Loin des peintres académiques – il avait cependant une grande admiration pour William Bouguereau – ce peintre totalement autodidacte s’inspirait aussi des grands maîtres de la Renaissance et des classiques su'il allait copier au Louvre. Mais c’est surtout l’influence qu’il exerça lui-même sur des hommes de son temps et très en avance sur le leur, et parmi les plus célèbres, qui est mise en lumière à travers cette rétrospective.
Car celui qui fut pendant un certain temps employé d’octroi – d’où son surnom – avait pour amis et ou admirateurs : Apollinaire, Alfred Jarry, Fernand Léger, André Salmon, Max Ernst, Félix Vallotton, henri Matisse, Robert Delaunay, Picasso, Otto Dix, Diego Rivera, Wassily Kandinsky… André Derain dira de sa peinture : « C’est bien simple, accrochez un Rousseau entre deux tableaux anciens et modernes : le Rousseau donnera toujours une impression plus forte. »

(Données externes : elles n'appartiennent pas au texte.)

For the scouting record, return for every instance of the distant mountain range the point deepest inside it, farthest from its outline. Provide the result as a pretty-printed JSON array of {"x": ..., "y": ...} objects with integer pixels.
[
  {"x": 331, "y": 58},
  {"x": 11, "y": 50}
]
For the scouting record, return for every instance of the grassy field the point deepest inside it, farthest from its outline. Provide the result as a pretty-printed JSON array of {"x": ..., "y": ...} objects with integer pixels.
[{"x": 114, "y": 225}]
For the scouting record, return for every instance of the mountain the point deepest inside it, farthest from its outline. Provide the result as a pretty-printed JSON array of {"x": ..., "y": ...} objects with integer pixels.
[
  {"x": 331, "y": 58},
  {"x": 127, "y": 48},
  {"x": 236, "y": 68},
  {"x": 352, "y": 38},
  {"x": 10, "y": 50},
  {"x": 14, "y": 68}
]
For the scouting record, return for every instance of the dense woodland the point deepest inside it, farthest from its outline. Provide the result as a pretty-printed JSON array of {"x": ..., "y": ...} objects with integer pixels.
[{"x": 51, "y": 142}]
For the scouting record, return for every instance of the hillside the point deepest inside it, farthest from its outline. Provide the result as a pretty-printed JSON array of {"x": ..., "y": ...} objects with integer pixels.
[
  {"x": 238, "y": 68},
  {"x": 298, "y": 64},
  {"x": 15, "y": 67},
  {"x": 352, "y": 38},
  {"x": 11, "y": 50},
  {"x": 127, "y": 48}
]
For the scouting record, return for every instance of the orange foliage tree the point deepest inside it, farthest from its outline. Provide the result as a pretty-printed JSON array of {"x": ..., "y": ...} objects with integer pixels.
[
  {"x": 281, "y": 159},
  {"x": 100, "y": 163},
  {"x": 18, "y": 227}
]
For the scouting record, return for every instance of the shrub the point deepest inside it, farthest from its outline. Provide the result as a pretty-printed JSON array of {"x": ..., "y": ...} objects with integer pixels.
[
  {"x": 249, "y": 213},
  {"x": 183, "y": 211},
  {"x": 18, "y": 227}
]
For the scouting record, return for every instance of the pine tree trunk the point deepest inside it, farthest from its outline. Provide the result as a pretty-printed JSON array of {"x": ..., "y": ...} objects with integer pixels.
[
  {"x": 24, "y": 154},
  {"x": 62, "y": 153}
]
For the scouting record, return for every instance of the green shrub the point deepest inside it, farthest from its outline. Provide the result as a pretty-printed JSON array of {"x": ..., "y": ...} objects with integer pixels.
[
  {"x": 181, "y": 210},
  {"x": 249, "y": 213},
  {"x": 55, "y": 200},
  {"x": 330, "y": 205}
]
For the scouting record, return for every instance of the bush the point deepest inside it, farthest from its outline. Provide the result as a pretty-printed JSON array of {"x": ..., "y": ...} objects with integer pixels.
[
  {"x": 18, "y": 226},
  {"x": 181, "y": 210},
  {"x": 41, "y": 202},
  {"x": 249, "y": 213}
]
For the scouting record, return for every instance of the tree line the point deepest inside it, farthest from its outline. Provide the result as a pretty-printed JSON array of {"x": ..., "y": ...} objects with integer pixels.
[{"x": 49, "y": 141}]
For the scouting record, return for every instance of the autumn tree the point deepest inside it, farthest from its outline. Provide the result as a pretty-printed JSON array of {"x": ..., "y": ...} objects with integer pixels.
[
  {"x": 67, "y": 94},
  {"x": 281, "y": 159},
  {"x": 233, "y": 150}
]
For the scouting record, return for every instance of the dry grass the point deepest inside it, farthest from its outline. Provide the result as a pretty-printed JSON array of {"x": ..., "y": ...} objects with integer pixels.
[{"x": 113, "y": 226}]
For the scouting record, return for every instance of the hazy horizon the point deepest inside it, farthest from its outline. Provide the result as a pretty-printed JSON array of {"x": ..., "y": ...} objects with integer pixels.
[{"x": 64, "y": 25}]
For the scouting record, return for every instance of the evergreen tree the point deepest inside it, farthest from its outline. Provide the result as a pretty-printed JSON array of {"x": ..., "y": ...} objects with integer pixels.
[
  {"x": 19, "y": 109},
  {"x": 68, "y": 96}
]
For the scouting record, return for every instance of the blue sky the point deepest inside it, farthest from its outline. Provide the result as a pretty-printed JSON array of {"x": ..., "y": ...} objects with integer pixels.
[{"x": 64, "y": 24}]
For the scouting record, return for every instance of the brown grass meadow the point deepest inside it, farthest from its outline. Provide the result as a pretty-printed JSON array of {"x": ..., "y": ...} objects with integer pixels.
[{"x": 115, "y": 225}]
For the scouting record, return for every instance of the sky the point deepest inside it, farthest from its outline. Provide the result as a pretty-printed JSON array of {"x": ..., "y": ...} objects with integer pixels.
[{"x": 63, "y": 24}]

Autant de références dans le monde de l’art moderne ne laisse pas indifférent. Henri Rousseau (1844 - 1910) se mit à peindre vers ses 40 ans, en créant des modèles inédits : les « portraits-paysages » comme son autoportrait avec en arrière-plan le pont du Carrousel, ou ce portrait de Monsieur X, dont le modèle est Pierre Loti, à la manière de l’homme au bonnet rouge de Carpaccio … des allégories mettant en scène ses amis comme « la muse inspirant le poète » qui représente Guillaume Apollinaire et sa compagne, les grands portraits de femmes hiératiques, les images d’enfants figés, si tristes, aux jouets démesurés … et, prémonition de la Grande Guerre et de la grande œuvre de Picasso, le cavalier de « La Guerre » ou « La chevauchée de la discorde », avec son sabre haut brandi et ses mâchoires carnassières effrayantes, chevauchant au-dessus d’un océan de cadavres blafards.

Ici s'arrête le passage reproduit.